The trend of expressing Jewish pride originated in music and has spread to clothing and media.

Israeli music has been able to keep up with the styles of American music, shifting from the folk music of Naomi Shemer in the 1960s to MTV-esque music in the 1990s. Only recently has Israel been able to match America’s latest hip-hop trend with musicians such as Subliminal and 50 Shekel.

These musicians, decked out in gold, could pass for any American rapper. Look closer, though, and it’s not difficult to see the giant Stars of David and Chai necklaces dangling from their necks.

Pride for Jewish rap has spread to Jewish teenagers worldwide, but only in America have Jews created a new line of hip, chic and Jewish clothing.

A year and a half ago, Jason Saft, 26, of New York, catalyzed a new line of clothing, which combined Jewish humor with modern trends.

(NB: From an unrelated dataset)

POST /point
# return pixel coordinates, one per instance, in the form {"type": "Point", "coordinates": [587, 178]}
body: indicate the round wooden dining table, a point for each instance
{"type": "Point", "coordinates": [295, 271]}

He created a clothing line that individuals of all religions ate up: Jewcy.

“People were coming up to me on the street, Jews and non-Jews, saying ‘I have to have that shirt,’” Saft told the Los Angeles Times.

Saft’s idea became so popular that Urban Outfitters, a chic clothing store, used the theme of Jewish pride by producing T-shirts boldly shouting, “Everybody Loves a Nice Jewish Boy.”

Chosencouture.com, a newly organized company designed to showcase Jewish pride and tradition, has created a line of clothing with phrases such as “Challah Back” and “Yo Semite” plastered across T-shirts in order to add humor to Jewish tradition.

“I think those shirts are a great way to get kids to like and appreciate their heritage,” said Crissy Cutrone, a junior government and politics major. “Sometimes I think those shirts go a little overboard, crossing the line of sacrilege.”

But this new trend doesn’t stop at music and clothing; the media has grabbed hold of the idea, extending its humor far beyond the borders of what is appropriate.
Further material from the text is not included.